At present, there are around 80 brands in the sector and a further 30 more will join in the coming years. Indeed, it just keeps getting bigger and bigger.
Should residential property developers be worried?
Well, every smart property developer should be. In fact, this shift has already started to accelerate and these are the commercial reasons that make them formidable.
1. They Have Established Global Brand Presence
Who has not heard of Four Seasons and Ritz Carlton?
Branded Residences are legacy luxury hotel brands. They are part of almost everyone’s general knowledge with their years of operations dating back to as far as the 1960s.
With this supreme popularity, how do you compete with decades of brand awareness, trust and marketing finesse when they have access to a global database of paying guests?
You also need to understand that the key edge of branded residences is prestige. Owning a branded residence is owning an address like no other and for the top 1%, this is a priority.
Let that sink in.
Related post: How To Create The Perfect Campaign
2. They Are Remarkably Skilled and Experienced
With decades of operational experience, imagine the quantity and quality of the intellectual property, customer insights, skills, and experience acquired over the years to outperform you in all areas, be it functionality, design, and customer service.
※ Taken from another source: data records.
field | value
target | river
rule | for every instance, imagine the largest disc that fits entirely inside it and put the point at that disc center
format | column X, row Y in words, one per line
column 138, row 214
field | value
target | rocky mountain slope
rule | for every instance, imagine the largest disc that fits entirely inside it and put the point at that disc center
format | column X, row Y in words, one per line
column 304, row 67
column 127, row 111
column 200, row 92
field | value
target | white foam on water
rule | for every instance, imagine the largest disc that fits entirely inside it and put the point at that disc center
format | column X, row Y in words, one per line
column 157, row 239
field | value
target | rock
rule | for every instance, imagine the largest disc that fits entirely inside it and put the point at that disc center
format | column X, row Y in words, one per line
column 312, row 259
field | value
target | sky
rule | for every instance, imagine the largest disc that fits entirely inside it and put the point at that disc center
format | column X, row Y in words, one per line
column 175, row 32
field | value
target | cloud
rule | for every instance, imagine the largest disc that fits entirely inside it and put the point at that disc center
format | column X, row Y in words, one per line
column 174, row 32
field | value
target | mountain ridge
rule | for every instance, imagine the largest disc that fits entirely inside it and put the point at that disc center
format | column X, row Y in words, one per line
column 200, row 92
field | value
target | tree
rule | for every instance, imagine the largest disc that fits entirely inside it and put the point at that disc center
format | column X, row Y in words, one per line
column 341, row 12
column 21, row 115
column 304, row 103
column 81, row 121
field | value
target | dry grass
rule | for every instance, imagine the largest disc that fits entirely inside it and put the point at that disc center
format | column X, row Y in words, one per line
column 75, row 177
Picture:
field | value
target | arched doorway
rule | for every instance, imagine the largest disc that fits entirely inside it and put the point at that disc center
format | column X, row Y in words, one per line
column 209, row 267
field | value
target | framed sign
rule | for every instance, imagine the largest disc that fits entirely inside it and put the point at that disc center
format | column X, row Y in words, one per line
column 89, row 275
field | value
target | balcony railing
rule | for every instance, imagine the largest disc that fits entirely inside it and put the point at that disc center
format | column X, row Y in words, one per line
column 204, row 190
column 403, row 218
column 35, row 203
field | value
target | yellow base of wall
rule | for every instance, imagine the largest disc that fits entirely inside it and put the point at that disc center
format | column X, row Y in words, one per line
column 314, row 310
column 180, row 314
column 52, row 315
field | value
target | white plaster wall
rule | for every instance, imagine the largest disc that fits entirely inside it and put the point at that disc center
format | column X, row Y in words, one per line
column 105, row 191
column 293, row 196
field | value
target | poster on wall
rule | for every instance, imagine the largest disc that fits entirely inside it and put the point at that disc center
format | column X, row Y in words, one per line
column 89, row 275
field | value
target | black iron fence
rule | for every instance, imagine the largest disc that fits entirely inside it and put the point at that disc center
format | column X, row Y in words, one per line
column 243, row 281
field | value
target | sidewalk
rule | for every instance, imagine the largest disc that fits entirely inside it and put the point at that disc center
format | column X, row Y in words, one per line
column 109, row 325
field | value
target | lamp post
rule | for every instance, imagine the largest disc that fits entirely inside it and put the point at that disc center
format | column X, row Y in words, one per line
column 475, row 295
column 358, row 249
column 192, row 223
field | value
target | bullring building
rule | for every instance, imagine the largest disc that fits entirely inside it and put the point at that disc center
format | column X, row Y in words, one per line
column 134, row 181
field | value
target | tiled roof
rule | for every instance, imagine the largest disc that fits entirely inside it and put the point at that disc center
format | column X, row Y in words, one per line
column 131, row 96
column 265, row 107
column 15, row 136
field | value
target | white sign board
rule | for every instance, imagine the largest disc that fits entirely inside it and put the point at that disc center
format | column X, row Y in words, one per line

Did you know that a branded residence averages a premium of 35%?
And yet buyers don’t mind paying for this premium. Take a look at the Four Seasons Residences at The Surf Club in Miami. A 2019 Forbes article revealed that it was already 90 per cent sold with home prices ranging from $3.450 million for a two-bedroom to $29,950,000 for a 4-bedroom Penthouse. Indeed, their skills were already wrought by time.
3. They Have an Ultra-Large Customer Base
Legacy luxury hotels hold vast quantities of data and the history of past customers. This has been the result of their continuous quest for strengthening their numbers by augmenting their data-driven thinking to generate sales. They know who their best clients are, where they live, their food preferences, how often they travel and who resided in the presidential suite in the past 12 months.
As a trusted and respected brand, their initial launch campaign alone can sell out a building.
4. They Understand Wellness
As we have previously covered, wellness is the future of real estate so homes with a wellness component will become the new luxury for the elite, and where hotel brands excel.
Spas, pools, saunas, and gyms are hotels’ typical amenities that count as their strong points. In fact, property developers have always used hotel metaphors to describe their amenities because people know the hotel standard.
Three viable tips to help you overcome this disruption.
So, what are our recommendations to the current clients we consult with?
- Protect your database. Your Intellectual Property and customer base is priceless and mass communication starts with a healthy email list.
- Provide raving customer service and build a community. Did you know that a 5% increase in customer retention improves profitability by 75%? It only goes to show that keeping an eye on every enquiry, regardless of the customer service it requires, is a key to maintaining your identity and community.
- Understand and incorporate wellness into your business model. In 2017, Wellness Lifestyle Real Estate was already valued at $134 Billion and with the pandemic, more people will demand a healthier-built living environment.